Friday, April 13, 2012

UC Berkeley: “Teaching as a Subversive Activity”: The Theory of Political Indoctrination

Last weekend I visited the U.C. Berkeley campus and on a whim attended a lecture with the provocative title “Teaching as a Subversive Activity — Revisited.”

Because this was a presentation aimed at education insiders only, the lecturer, retired professor H. Douglas Brown from S.F. State, seemed perfectly willing to let the cat out of the bag about political indoctrination on college campuses. Fortunately, I had my trusty camera with me, so I was able not only to snap a few pictures but also record several key portions of his speech, which I found so eye-opening that I felt the general public deserved to hear it as well.
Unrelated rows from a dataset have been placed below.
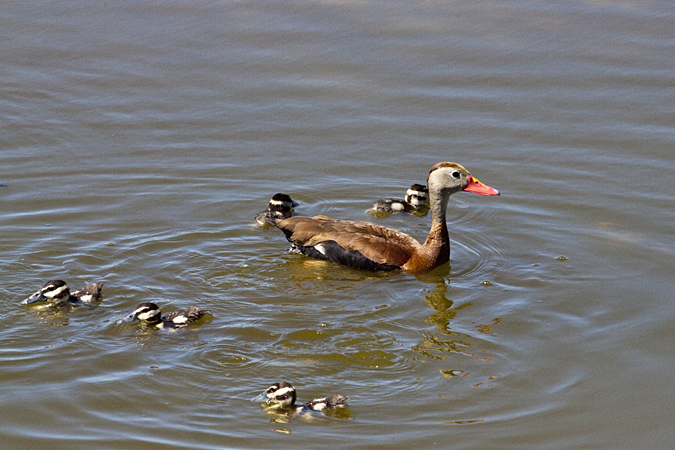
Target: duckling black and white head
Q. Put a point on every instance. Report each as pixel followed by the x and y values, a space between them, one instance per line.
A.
pixel 57 292
pixel 151 314
pixel 280 207
pixel 322 404
pixel 282 395
pixel 416 199
pixel 417 195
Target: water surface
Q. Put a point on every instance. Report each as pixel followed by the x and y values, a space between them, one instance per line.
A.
pixel 140 140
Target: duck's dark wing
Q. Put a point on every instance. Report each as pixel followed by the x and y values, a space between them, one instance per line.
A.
pixel 377 243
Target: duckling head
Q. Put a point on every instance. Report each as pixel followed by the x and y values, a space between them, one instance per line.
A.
pixel 55 291
pixel 146 312
pixel 281 394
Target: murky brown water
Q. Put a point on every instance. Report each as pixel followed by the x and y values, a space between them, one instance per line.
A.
pixel 139 141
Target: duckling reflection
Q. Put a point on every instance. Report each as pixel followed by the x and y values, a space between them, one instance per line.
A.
pixel 280 207
pixel 57 293
pixel 416 202
pixel 280 398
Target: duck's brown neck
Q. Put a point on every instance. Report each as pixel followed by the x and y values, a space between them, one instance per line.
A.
pixel 437 245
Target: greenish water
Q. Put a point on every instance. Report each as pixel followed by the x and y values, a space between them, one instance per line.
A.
pixel 140 140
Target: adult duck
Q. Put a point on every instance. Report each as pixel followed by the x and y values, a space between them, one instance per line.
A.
pixel 367 246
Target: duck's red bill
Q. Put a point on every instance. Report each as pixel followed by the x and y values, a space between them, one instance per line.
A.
pixel 477 187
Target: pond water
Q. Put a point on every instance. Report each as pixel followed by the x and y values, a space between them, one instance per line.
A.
pixel 140 140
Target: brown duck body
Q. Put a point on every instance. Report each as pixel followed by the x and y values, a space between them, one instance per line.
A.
pixel 364 245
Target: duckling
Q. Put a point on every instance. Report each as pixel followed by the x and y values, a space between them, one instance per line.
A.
pixel 57 292
pixel 416 200
pixel 280 207
pixel 282 396
pixel 363 245
pixel 152 315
The timing couldn’t have been better: A devastating new report issued by the National Association of Scholars had just been issued a few days beforehand, which documented with exquisite and irrefutable detail the extreme liberal bias at the University of California. However, the main problem with the NAS report (which you can download in full here if you’re interested) is that it’s too overwhelming and too technical to deliver the kind of emotional impact needed to sway public opinion. To drive home the point in a more personal way, the NAS report needed an introductory companion anecdote of a professor frankly confessing the rationale behind what is essentially the “theory of indoctrination.” As if on cue, Professor Brown stepped into that role, unwitting though he may have been.

Let it be noted that Professor H. Douglas Brown is no wild-eyed extremist; in fact, he’s rather bland and respectable and not the most thrilling of speakers, as you will soon hear. But that’s what made his presentation so disturbing: radical and self-admittedly “subversive” attitudes that affect the future of society are discussed with matter-of-fact nonchalance. The main drawback of Professor Brown’s verbal style (at least from my point of view) is that he often resorts to the academics’ tried-and-true escape hatch, which is to rephrase statements as questions, so as to have plausible deniability if later confronted. Thus, for example, instead of just flatly saying something like “We should indoctrinate students with leftist ideologies,” he asks “Should we indoctrinate students with leftist ideologies?” and only after five minutes of talking in circles eventually concludes “Yes.”